La figure de la mauvaise mère dans les dispositifs d’intervention sociale en direction des familles. Vers une démocratisation de la vie familiale?

le Lundi 11 Juin 2012 à l’Institut National d’Etudes Démographiques, de 14h à 15h, en salle Sauvy

Présenté par Coline Cardi (Paris 8) - Discutant : Wilfried Rault

Les évolutions conjointes des comportements familiaux et du droit en matière familiale sont analysées par certains comme les signes d’une « postmodernité », marquée par une autonomisation des individus par rapport aux rôles familiaux traditionnels et par une remise en cause de l’intervention étatique dans la sphère privée. L’usage récurrent du terme de « parentalité » et les nouveaux dispositifs qui y sont associés, témoignent de ces évolutions : on insiste sur la nécessité de se départir d’une vision traditionnelle pour offrir un « accompagnement » non contraint et respectueux des choix individuels en matière conjugale et sexuelle. L’adéquation entre ordre social et ordre familial serait alors dépassée, et on serait entré dans un nouvel âge de la prise en charge des familles, où hommes et femmes choisiraient librement les modalités du vivre ensemble.
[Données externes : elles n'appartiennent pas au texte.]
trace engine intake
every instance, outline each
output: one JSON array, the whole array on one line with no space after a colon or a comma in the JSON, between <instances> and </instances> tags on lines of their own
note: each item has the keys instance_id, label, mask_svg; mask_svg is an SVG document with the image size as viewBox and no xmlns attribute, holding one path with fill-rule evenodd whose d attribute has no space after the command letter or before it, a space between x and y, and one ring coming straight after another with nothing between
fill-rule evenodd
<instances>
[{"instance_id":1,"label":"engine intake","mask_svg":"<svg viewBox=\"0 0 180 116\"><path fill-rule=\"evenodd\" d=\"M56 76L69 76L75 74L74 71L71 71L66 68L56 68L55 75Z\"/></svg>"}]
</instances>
Le détour par le terrain de l’intervention sociale en direction des familles amène à relativiser ce processus et à en mesurer les contradictions, notamment à l’aune des rapports sociaux de sexe. C’est ce qu’on montrera en s’appuyant sur des enquêtes réalisées dans trois dispositifs : la justice des mineurs dans son versant civil, un centre maternel et une association de thérapie familiale. Dans ces espaces, on observe une tension entre le principe affiché d’autonomie et celui de gestion des risques sociaux, également perçus comme des risques familiaux. Or cette définition des risques familiaux est marquée par une différence de classe, mais aussi par une différence de sexe. Les mères précarisées (surreprésentées d’un point de vue statistique) se présentent sous un jour paradoxal. Désignées comme les partenaires de l’entreprise de prévention et de traitement des situations de danger pour les enfants, elles sont aussi présentées comme la cause première des désordres familiaux. En creux se dessine la figure de la "mauvaise mère", qui emprunte aux catégories médicales mais surtout psychologiques. A travers cette figure, on voit comment, dans des espaces institutionnels où se produisent et se répercutent de nouvelles normes, notamment celles de l’autonomie et de l’émancipation, les femmes ne sont plus exactement assignées aux mêmes places que par le passé. Mais il s’agit moins d’un renversement que d’un réaménagement, d’une nouvelle économie des rapports de sexe.